Наконец, к Матрене тихое это повернулось лицо, и все, как есть, оно передернулось.
— Ааа!.. Паскудница!..
И он уже снова ее не видел; стоял и носом поклевывал в пол, бормотал и качал головой:
— Ааа!.. Паскудница!..
Медленно опустился на лавку; медленно на стол опустил руки; медленно в руки опустил голову; а быстроногий прусак по столу к нему подбежал, остановился у самого его носа, зашевелил усами.
Ночь
Кустики, кочки, овражки; и опять кустики; через всю ту путаницу ветвей, теней и закатных огней вьется извилистая дорожка; Петр быстро уходит туда — в глубь востока — в кустики, кочки, овражки, между зелеными глазами Ивановых червячков [72] .
72
Ивановы червячки — народное название светящихся личинок жуков-святлячков, связанное с поверьем о таинственных огоньках, которые загораются над кладами в ночь на Ивана Купалу (24 июля).
Его догоняет Евсеич.
— Батюшка, Петр Петрович, — кхе, кхе, кхе, — что же это будет такое с нами? Сжальтесь — на барышню посмотрите; барышня убивается, плачет!
Ему отвечает лишь хруст хвороста да бульканье по болоту убегающих к Целебееву ног…
— Кхе, кхе, кхе, — закашливается Евсеич; Петра Петровича ему не догнать: куда старику с больными ногами за молодым угоняться!
Евсеич сворачивает к Гуголеву; день меркнет; ночь мутная хаосом пепла падает на него.

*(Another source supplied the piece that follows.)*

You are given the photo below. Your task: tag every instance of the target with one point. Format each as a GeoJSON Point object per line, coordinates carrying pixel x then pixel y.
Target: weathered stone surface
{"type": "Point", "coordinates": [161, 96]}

В гуголевском парке мертво: старая бабка, вся обложенная подушками, под окном утопает в меху; снаружи в открытое окно на нее бросается мрак; навстречу ему из окна от лампы бросается сноп золотого света; полуосвещенные лапы дикого винограда протягивает в окно ветерок.
А где же Катя?…
Там, там Целебеево впереди: и Кате страшно; крадется Катя одна, бледна; и Катя еще похудела; будто серый, тоненький стебелек, опушенный белой паутинкой, в бледно-пепельном платье и с как зола волосами, завуаленная в бледную шаль, она бледно истаивает в сине-пепельной мути, тонет в море ночном; на поверхности того моря едва-едва удерживается ее худенькое лицо; она туда идет тайком от бабки, от гуголевской дворни, от Евсеича даже: ей навстречу шаги; в бледном блеске зарницы там, за кустом; ей навстречу — Евсеич; Катя прячется от него в кусты; значит, и старик, и старик… тайком туда тоже похаживать стал.